The splicing place can also be optimized by setting transition or AI processing to avoid that the image of the person in the video does not move too sharply, for example, a newly inserted video segment is visually impacted in an amplifying manner to reduce visual jumping discomfort during jumping, if the means for amplifying or zooming out is specified, other than the AI manner, an artificial instruction # & & ZoomIN or # & & zooout can be used, for example # - - - - - - - - - - - - - - & & ZoomIN10S, which can be reset after the zoom in is amplified for 10 seconds after subtracting 5.3 seconds from the video segment, and # - & ZoomIN + Default is that the AI recognizes that the following complete video segment is amplified and automatically reset when switching to another video segment (or a sentence bounded by "enter" in the document).

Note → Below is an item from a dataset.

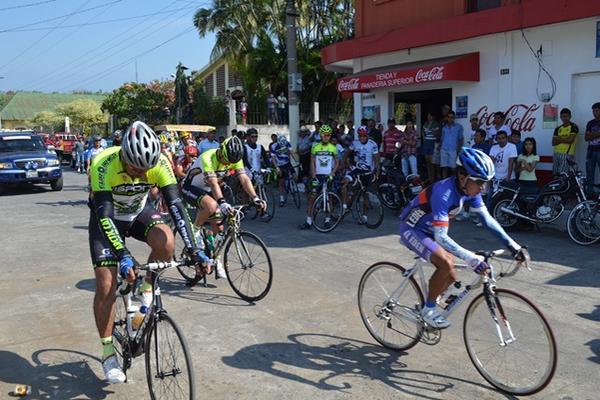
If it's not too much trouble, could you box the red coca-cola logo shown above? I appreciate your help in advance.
[338,78,359,92]
[415,67,444,82]
[477,103,540,134]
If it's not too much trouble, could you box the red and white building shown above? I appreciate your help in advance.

Referring to fig. 2, based on the above embodiment, those skilled in the art can easily understand that the video cutting device based on AI speech recognition of the present invention includes an obtaining module 1, a recognition module 2, a human-computer interaction module 3, and a processing module 4.
The acquisition module 1 is used for acquiring original video data. The original video data refers to a pre-recorded video of a speech, and the speech content in the video has certain defects, such as improper buddhist (kakoku, or other) or cold-field conditions (too long stay and no sound).
The recognition module 2 is used for performing voice recognition on the original video data to obtain a manuscript of the original caption voice. The voice recognition of video data is the prior art, and the technology is used for converting voice into characters as subtitles and the like, and the principle of the technology is not described herein again.
The man-machine interaction module 3 is used for presenting the manuscript of the original caption voice and enabling a user to edit the manuscript of the original caption voice so as to generate a new manuscript of the caption voice.
The processing module 4 is configured to perform reverse editing on the original video data according to the text of the new caption voice, and generate final video data.
Specifically, the editing includes deleting a part of the text in the text of the original subtitle sound, and the reversely cutting includes cutting out and splicing the video segments of the original video data that do not correspond to the text of the new subtitle sound. For example, the manuscript of the original caption voice recognized according to the voice is' this is an innovative era, and we must match this era, the era thought, as a science and technology developer, must see the needs and processes of the user to observe the market reflection. The new text of caption voice generated after editing is 'this is an innovative era, we must match the trend of the era, as a science and technology developer, must see the needs of the user clearly, and must do the following four things to observe the reaction of the market'. And finally, cutting out and splicing video clips which are not corresponding to the manuscript of the new caption voice in the original video data, so as to obtain the final video data. In addition, when performing speech recognition on the original video data, the time when the speech occurs can be recorded, and the frame precision (e.g. 1/30 second, 1/60 second, frame rate) can be used as the basis for editing.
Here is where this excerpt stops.